Figure D. Standard deviation and Threshold gap length at a fixed number of gaps (110 000 to 113878).

Testing

Parameter Set A B C
Standard Deviation Factor 0 1 2
Gap Threshold Length 60 30 12
Number of Gaps in 71 genomes 112184 112814 110421

Table 1. Parameter sets: A: stv 0 gapl 60, B: stdv 1 gapl 30, C: stv 2 gapl 12.

Three different possible parameter sets (Table 1: set A: stv 0 gapl 60, set B: stdv 1 gapl 30, set C: stv 2 gapl 12) were tested:
I) For all domains, in four genomes (dm, ec, mg, ce) two sample sequences were taken and the number of gaps compared. In cases, where in one set a gap had been predicted but not in the other, the domain assignment was inspected by eye and judged whether a gap could fit in. In each set A and B, six gaps have been correctly predicted but were absent in the other set. For set B, further four gaps were ambiguous, one gap was over-predicted. No clear conclusion from that about whether A or B is better.
II) Thirteen well-characterised Ig proteins from D.melanogaster and C.elegans have been inspected; preferably sequences with many different domains have been chosen. Out of these sequences, nine had exactly the same prediction of gaps in all three parameter sets, and were considered correct. In two sequences, set A had one over-predicted gap.
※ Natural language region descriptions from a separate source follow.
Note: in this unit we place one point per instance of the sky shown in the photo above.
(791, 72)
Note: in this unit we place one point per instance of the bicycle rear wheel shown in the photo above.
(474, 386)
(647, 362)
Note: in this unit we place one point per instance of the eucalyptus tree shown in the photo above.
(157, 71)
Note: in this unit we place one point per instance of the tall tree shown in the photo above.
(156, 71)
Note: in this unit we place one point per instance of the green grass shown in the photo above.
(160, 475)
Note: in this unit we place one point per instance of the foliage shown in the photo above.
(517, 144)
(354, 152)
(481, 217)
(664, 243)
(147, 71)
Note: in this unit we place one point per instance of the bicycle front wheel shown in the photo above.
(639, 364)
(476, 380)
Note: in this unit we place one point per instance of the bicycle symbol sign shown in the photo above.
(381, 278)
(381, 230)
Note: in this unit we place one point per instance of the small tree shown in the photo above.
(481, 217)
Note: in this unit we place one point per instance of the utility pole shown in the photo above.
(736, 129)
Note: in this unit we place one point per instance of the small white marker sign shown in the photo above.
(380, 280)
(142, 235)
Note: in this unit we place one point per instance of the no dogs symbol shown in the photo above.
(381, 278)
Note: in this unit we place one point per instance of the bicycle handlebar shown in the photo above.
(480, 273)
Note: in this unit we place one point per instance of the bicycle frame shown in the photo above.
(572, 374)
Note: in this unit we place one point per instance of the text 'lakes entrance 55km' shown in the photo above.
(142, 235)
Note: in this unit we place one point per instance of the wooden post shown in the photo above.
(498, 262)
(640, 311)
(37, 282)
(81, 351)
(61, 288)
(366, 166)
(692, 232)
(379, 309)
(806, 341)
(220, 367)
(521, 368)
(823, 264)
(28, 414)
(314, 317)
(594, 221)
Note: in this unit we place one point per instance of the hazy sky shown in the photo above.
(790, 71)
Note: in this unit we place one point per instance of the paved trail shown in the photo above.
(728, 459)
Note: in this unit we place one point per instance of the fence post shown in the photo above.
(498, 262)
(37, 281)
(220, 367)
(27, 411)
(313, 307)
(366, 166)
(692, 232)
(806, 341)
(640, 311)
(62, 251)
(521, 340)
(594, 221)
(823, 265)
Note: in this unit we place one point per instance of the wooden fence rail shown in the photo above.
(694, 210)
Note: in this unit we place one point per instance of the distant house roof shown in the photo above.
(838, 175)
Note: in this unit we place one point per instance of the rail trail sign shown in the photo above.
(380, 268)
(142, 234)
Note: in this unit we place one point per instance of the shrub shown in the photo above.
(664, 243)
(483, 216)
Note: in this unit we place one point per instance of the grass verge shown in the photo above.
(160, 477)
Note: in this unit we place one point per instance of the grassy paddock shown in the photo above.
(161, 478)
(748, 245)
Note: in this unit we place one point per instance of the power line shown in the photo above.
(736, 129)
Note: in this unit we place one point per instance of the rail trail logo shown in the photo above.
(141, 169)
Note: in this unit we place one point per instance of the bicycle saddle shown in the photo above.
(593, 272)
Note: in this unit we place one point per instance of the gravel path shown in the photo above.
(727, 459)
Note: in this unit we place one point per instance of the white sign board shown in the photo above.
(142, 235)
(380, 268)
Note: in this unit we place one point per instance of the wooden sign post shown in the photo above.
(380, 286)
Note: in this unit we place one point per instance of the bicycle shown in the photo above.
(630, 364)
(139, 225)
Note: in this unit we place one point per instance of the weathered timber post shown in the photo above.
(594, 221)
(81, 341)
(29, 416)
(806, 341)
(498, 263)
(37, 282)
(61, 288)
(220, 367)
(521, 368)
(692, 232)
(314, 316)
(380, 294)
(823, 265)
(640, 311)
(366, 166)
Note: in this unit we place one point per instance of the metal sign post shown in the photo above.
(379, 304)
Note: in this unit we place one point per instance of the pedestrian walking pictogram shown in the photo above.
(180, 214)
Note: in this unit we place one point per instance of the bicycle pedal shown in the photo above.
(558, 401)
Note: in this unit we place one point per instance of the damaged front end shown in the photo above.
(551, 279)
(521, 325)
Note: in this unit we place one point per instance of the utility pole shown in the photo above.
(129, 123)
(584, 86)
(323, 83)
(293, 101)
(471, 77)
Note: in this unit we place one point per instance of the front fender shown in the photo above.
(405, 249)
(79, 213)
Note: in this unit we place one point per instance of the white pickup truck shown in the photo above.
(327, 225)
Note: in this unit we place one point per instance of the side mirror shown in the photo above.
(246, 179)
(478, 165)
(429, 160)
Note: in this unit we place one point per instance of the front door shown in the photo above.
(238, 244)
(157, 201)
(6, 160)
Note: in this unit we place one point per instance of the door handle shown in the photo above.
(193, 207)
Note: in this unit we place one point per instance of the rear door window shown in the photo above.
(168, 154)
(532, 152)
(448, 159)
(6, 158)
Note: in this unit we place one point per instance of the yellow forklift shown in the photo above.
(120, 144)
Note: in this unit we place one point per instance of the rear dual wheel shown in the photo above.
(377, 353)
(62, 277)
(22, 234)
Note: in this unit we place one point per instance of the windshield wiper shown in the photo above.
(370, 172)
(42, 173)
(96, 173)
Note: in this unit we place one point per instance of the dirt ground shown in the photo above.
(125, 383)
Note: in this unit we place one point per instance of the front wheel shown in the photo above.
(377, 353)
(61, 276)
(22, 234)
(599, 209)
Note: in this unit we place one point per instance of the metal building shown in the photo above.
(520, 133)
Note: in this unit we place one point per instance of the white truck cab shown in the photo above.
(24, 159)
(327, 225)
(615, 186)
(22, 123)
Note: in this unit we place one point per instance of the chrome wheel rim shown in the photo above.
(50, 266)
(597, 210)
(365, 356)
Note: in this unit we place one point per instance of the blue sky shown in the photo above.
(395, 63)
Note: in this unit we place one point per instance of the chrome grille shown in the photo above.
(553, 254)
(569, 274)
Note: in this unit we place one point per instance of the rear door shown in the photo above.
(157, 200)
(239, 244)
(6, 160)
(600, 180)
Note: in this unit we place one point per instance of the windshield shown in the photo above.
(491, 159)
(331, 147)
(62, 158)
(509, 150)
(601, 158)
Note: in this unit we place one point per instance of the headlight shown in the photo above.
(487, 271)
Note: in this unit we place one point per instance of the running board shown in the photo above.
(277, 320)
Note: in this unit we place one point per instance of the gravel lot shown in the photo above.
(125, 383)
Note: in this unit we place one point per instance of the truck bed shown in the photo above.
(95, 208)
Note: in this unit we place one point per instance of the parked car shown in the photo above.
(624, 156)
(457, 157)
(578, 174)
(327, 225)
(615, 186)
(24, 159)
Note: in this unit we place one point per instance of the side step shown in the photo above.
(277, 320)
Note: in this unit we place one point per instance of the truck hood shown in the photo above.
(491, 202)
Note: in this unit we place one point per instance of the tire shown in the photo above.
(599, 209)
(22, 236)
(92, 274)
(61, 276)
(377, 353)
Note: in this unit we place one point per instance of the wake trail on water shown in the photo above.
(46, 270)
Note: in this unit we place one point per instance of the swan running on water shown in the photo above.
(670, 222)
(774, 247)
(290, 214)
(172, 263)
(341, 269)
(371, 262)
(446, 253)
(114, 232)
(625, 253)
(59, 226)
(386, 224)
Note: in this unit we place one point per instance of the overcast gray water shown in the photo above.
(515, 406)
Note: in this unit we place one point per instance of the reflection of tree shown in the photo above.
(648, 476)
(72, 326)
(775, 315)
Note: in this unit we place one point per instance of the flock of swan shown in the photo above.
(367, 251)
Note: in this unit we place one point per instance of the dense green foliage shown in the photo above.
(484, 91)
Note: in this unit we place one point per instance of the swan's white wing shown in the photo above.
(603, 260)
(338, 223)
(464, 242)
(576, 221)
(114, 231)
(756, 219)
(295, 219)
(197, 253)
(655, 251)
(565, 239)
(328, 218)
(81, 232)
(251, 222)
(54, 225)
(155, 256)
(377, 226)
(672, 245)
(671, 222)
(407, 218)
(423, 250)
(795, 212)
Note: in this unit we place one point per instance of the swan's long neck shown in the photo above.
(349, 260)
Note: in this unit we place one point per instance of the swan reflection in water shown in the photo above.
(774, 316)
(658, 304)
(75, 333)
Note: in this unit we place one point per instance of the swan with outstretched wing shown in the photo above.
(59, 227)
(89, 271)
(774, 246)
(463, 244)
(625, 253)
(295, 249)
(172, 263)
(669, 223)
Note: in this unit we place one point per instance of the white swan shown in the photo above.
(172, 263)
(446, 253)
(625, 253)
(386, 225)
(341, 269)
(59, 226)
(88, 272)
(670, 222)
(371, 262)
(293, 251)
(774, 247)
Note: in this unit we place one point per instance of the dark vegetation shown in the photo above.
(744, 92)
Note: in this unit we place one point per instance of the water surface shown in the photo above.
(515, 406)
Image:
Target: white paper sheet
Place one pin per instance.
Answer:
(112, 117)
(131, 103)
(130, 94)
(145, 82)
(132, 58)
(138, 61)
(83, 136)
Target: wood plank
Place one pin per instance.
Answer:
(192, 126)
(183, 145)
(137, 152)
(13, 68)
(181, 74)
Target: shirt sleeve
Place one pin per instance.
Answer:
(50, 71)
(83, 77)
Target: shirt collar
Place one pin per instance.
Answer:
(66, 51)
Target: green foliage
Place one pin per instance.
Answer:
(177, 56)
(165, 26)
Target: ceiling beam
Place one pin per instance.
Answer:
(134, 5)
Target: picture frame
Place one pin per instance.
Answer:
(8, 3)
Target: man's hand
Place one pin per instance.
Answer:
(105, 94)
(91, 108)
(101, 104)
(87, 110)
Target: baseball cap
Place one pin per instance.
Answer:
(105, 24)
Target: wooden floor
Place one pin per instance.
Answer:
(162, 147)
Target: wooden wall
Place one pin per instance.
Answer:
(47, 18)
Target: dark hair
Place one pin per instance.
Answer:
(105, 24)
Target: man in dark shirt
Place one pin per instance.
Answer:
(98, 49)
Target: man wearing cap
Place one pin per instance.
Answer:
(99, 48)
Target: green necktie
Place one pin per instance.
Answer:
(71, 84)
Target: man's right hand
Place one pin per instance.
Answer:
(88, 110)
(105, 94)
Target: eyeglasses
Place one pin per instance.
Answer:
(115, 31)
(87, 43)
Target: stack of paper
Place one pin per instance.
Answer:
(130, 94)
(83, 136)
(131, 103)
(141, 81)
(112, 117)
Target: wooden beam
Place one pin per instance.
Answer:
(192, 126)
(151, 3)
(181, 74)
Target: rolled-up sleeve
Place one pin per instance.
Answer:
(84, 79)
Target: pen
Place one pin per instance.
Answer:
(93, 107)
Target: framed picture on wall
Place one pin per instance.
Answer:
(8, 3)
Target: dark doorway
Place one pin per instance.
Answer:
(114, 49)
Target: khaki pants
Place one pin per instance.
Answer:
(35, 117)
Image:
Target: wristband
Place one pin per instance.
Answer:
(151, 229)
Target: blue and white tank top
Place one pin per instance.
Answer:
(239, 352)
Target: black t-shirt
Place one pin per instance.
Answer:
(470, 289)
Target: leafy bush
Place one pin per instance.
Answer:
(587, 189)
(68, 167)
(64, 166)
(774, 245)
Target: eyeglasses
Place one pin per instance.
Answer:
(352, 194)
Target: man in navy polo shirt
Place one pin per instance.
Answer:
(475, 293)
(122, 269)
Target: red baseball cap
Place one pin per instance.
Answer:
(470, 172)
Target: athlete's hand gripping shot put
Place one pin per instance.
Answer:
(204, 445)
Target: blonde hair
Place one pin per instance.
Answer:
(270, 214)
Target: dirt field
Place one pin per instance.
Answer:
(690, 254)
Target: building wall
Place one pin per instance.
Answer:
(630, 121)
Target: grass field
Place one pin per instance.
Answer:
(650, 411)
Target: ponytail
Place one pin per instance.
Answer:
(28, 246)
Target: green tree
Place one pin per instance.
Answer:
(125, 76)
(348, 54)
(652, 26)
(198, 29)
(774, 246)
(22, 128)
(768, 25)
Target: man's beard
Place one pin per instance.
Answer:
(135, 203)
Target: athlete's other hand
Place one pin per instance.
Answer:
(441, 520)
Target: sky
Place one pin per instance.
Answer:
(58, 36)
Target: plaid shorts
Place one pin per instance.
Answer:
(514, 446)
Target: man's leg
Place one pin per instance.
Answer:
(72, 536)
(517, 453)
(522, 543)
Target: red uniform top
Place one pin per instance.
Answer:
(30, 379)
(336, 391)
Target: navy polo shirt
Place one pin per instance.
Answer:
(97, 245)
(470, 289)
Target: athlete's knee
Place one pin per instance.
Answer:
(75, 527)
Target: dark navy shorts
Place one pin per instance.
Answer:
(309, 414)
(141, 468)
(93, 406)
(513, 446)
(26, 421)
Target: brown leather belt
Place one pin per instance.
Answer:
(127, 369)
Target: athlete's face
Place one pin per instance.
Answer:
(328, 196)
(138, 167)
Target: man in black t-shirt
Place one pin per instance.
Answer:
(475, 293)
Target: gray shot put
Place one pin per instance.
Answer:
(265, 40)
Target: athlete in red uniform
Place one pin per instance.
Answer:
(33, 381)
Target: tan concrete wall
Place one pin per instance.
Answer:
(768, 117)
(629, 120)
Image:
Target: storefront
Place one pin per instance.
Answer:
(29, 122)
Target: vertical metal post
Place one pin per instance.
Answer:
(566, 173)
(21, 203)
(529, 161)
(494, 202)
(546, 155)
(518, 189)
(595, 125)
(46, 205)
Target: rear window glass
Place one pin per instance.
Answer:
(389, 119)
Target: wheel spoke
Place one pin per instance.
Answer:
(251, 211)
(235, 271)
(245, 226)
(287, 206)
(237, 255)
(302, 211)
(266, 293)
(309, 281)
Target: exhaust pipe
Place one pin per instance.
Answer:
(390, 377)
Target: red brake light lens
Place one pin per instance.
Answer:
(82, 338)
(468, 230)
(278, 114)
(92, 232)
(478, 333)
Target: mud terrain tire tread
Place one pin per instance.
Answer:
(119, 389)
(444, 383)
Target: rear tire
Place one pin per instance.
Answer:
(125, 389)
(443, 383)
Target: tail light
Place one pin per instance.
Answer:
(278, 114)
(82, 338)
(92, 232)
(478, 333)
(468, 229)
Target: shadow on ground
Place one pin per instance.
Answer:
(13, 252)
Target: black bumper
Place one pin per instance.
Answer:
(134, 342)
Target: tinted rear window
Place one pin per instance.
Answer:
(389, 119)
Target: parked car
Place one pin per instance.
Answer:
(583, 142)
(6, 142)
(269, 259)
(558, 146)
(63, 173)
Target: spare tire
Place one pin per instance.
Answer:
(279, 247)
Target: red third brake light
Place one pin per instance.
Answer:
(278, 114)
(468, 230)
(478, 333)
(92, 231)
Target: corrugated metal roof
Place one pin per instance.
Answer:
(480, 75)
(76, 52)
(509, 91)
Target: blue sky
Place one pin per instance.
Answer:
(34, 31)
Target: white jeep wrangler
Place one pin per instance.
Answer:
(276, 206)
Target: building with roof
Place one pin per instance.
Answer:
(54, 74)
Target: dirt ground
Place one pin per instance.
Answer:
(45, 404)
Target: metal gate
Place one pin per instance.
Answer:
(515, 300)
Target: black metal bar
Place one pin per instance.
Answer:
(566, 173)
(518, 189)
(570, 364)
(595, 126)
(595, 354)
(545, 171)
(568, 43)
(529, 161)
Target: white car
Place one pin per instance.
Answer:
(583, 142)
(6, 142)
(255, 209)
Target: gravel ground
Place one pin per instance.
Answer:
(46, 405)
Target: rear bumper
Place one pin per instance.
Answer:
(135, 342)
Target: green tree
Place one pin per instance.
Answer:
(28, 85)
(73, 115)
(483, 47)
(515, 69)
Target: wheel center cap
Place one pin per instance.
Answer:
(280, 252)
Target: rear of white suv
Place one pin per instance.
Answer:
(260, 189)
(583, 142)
In three sequences, set C had one over-predicted gap. Overall, all three sets performed well in predicting no gap between consecutive (Ig) domains and in predicting gaps in longer unassigned regions. Most of the differences occurred in very short unassigned regions, mainly at the end of the sequences (only one neighbouring domain -> only one stdv'shortening' the region).
III) Two well-characterised Cadherin proteins from C. elegans (W02B9.1 and F15B9.7) have been inspected. In all three parameter sets, the prediction of gaps was identical. All three sets performed well in predicting no gap between Cadherin domains and gaps in unassigned regions.

All three parameter sets did reasonably well. Gaps tend to be 'over-predicted' at the end of sequences. However, this is less crucial if, later on, one queries for a particular combination of domains. Generally, hardly any false-positive predictions of gaps were found. Set C performed worse than A and B.

From these tests, one reasonable set of parameters to estimate the presence of gaps is one standard deviation added to the domain lengths and a threshold gap length of 30 aa.